Minuit partagé au Festival Enescu
La 26ème édition du Festival Enescu (du nom du compositeur, Georges Enesco en français) à Bucarest est la première du nouveau directeur artistique Cristian Măcelaru (également Directeur musical de l'Orchestre National de France) qui succède à Vladimir Jurowski. Sa mission s’inscrit dans la tradition du Festival qui invite les plus grands noms de la musique classique, les grands orchestres et solistes. Même si la grande ouverture de son mandat prévue avec une nouvelle production d’Œdipe de Georges Enesco signée Stefano Poda (metteur en scène prisé cette saison notamment pour les ouvertures festivalières, récemment à Vérone et encore à Pesaro) n’a pas eu lieu, la programmation lyrique reste riche, notamment avec les concerts de minuit, série autrefois consacrée (notamment en 2019) à la redécouverte d'opéras baroques en version concert. Cette année, la soprano russe Olga Peretyatko et le ténor roumain Marius Vlad Budoiu ouvrent cette série vespérale, dans un format particulier de récital partagé/séquencé (chacun présente son programme séparément avec son propre pianiste).
Après son succès à Pesaro dans Adelaide di Borgogna, Olga Peretyatko se présente avec un programme complètement différent, celui en compagnie duquel elle sillonne les scènes internationales. Elle ouvre sa performance avec le répertoire français (ce qu'il aurait été difficile de comprendre, sans l'indication du programme, en raison de sa prononciation). Ses premières chansons interprétées en langues latines (français, portugais et espagnol) souffrent des mêmes difficultés : manque de clarté dans la prosodie, ainsi qu'un registre trop bas, inadapté à sa voix de soprano. Ses graves minces manquent de soutien et de couleurs, tout en compromettant la justesse.
Elle retrouve son éclat lorsqu'elle interprète la berceuse de Tchaïkovski, baignant naturellement et en douceur dans sa langue maternelle, pleinement épanouie dans les aigus. Les airs de Tosti et Mozart permettent au public de savourer ses atouts techniques et musicaux, avec un phrasé soyeux et finement ciselé. Elle termine la soirée avec le standard jazz Summertime, encore ancré dans les graves aérés avant de se hisser vers des cimes trop vibrées, un répertoire qui en somme ne met pas en valeur ses qualités vocales.
Marius Vlad Budoiu choisit un programme exclusivement germanique, composé de grands Lieder et Schlager (mélodies, et airs d'opérettes et de musique populaire de l’entre deux guerres).
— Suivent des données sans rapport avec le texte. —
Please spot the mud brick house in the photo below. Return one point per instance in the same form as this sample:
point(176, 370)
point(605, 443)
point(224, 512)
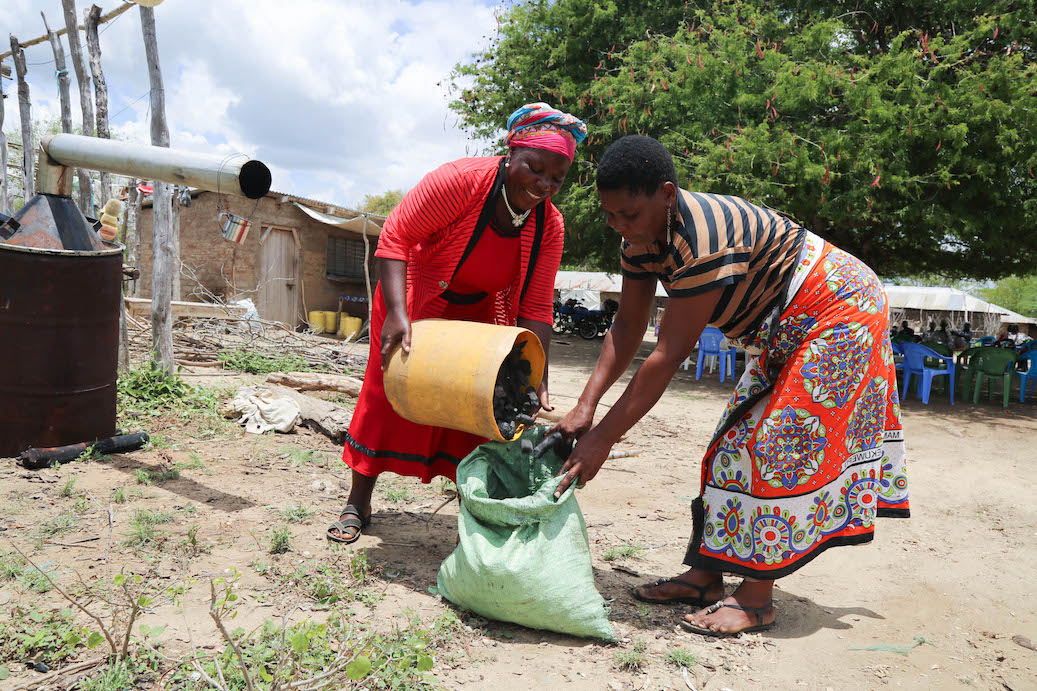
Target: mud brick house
point(299, 255)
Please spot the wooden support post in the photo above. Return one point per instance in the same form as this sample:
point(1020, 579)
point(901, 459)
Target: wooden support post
point(24, 106)
point(63, 79)
point(85, 103)
point(162, 242)
point(100, 93)
point(135, 201)
point(3, 150)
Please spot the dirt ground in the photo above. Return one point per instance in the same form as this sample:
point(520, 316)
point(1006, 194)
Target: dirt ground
point(958, 573)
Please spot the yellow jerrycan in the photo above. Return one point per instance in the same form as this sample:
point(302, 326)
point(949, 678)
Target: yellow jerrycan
point(316, 321)
point(447, 379)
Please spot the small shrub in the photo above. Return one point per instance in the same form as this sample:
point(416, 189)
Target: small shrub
point(624, 551)
point(296, 514)
point(280, 541)
point(69, 487)
point(242, 359)
point(633, 661)
point(679, 658)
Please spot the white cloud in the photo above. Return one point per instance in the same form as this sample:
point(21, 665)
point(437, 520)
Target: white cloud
point(340, 98)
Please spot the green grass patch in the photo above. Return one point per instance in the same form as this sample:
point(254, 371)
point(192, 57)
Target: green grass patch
point(625, 551)
point(280, 541)
point(296, 514)
point(633, 661)
point(679, 658)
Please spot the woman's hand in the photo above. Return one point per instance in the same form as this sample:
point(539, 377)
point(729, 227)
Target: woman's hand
point(585, 461)
point(577, 422)
point(395, 331)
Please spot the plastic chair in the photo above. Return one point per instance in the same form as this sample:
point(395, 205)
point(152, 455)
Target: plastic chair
point(1030, 376)
point(709, 344)
point(897, 349)
point(915, 357)
point(993, 362)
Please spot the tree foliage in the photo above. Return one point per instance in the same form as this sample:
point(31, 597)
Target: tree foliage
point(1015, 293)
point(905, 133)
point(381, 203)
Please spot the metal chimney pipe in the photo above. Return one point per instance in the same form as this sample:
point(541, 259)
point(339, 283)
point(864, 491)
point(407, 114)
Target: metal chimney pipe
point(224, 174)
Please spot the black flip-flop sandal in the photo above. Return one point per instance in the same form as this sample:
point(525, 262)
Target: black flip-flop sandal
point(699, 601)
point(349, 518)
point(758, 611)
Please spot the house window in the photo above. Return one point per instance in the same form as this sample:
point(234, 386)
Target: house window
point(345, 257)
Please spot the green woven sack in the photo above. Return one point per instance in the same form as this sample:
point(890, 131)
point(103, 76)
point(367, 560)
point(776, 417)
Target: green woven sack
point(523, 556)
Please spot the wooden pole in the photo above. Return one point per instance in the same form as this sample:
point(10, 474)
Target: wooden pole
point(24, 106)
point(162, 243)
point(100, 92)
point(3, 151)
point(62, 75)
point(107, 18)
point(136, 201)
point(85, 103)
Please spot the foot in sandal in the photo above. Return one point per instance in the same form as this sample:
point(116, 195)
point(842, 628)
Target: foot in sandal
point(749, 609)
point(349, 525)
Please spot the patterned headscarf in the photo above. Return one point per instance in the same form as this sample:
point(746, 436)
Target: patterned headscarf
point(539, 126)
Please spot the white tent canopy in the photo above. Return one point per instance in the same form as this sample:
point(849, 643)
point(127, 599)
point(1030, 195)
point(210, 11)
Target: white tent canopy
point(944, 299)
point(594, 280)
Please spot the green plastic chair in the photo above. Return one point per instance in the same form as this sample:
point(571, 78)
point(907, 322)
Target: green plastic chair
point(996, 363)
point(965, 374)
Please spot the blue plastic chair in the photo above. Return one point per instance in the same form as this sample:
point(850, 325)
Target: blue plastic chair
point(915, 356)
point(1030, 376)
point(709, 344)
point(898, 349)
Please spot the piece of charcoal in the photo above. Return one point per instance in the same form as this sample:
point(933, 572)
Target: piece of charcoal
point(550, 441)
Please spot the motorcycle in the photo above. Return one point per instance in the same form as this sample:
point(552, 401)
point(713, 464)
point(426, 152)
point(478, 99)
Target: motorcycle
point(573, 318)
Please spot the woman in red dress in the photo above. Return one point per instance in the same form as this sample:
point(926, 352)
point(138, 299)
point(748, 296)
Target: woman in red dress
point(477, 240)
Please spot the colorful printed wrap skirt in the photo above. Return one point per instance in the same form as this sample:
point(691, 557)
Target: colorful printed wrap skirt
point(810, 448)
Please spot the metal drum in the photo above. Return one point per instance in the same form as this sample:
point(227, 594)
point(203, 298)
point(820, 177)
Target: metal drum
point(59, 325)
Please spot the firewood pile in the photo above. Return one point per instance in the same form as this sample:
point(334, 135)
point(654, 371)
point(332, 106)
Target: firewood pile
point(199, 341)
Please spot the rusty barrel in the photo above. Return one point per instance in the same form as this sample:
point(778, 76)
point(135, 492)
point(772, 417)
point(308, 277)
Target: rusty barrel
point(59, 326)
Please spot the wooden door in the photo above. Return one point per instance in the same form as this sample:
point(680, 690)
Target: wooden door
point(279, 291)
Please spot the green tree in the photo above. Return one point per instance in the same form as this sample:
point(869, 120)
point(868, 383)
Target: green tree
point(381, 203)
point(1015, 293)
point(905, 133)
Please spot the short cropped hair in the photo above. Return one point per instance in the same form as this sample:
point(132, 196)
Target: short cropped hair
point(638, 163)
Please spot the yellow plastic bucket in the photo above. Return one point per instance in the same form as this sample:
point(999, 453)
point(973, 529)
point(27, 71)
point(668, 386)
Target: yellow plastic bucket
point(447, 379)
point(348, 326)
point(330, 322)
point(316, 321)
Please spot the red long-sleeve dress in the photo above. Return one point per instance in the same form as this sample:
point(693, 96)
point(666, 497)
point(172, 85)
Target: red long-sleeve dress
point(460, 266)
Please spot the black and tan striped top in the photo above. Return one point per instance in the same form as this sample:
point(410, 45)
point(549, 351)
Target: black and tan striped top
point(723, 242)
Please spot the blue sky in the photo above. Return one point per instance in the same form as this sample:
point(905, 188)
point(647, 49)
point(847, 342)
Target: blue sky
point(340, 98)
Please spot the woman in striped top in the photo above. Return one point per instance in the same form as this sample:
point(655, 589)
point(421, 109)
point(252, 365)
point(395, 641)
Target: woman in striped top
point(810, 448)
point(477, 240)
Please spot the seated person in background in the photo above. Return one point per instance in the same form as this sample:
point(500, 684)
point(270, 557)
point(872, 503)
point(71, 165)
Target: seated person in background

L’articulation prosodique est nette, l'allemand savoureux et le timbre lyrique. Le phrasé est dramatique et bien expressif, avec une voix de tête délicieusement pétrie, malgré des aigus généralement poussés et limités dans l’ambitus et l’émission. La projection est la plupart du temps droite, mais bascule dans un vibrato frémissant en pleine intensité, notamment aux bouts de la tessiture. Le répertoire d’opérettes sied à l'aisance de sa solide longueur de souffle et d'une intonation qui peut certes vaciller dans les longues notes tenues.
Le pianiste allemand Matthias Samuil joue aux côtés d'Olga Peretyatko avec beaucoup de finesse et une maîtrise de l’émission sonore. L’usage de la pédale est savoureux, les nuances riches et subtiles, avec beaucoup d’expressivité. Il accompagne la soprano avec délicatesse et entrain rythmique, rehaussant d'autant sa prestation vocale.
Son homologue Horea Haplea est plus résonnant et appuyé à la pédale, un toucher qui obscurcit l’expression et dépasse le soliste en volume. Son émission gagne en subtilité et douceur par la suite, permettant au ténor de déployer son talent, aussi bien qu'au pianiste d'enrichir l’éventail dynamique de son jeu. Finalement, ses dernières notes suaves le montrent mieux en soliste qu'en accompagnateur.
Les deux chanteurs se rejoignent finalement en duo pour La Veuve joyeuse, avant de finir dans la traditionnelle ambiance festive du Brindisi "Chanson à trinquer" de La Traviata, au grand bonheur du public qui acclame bruyamment les artistes.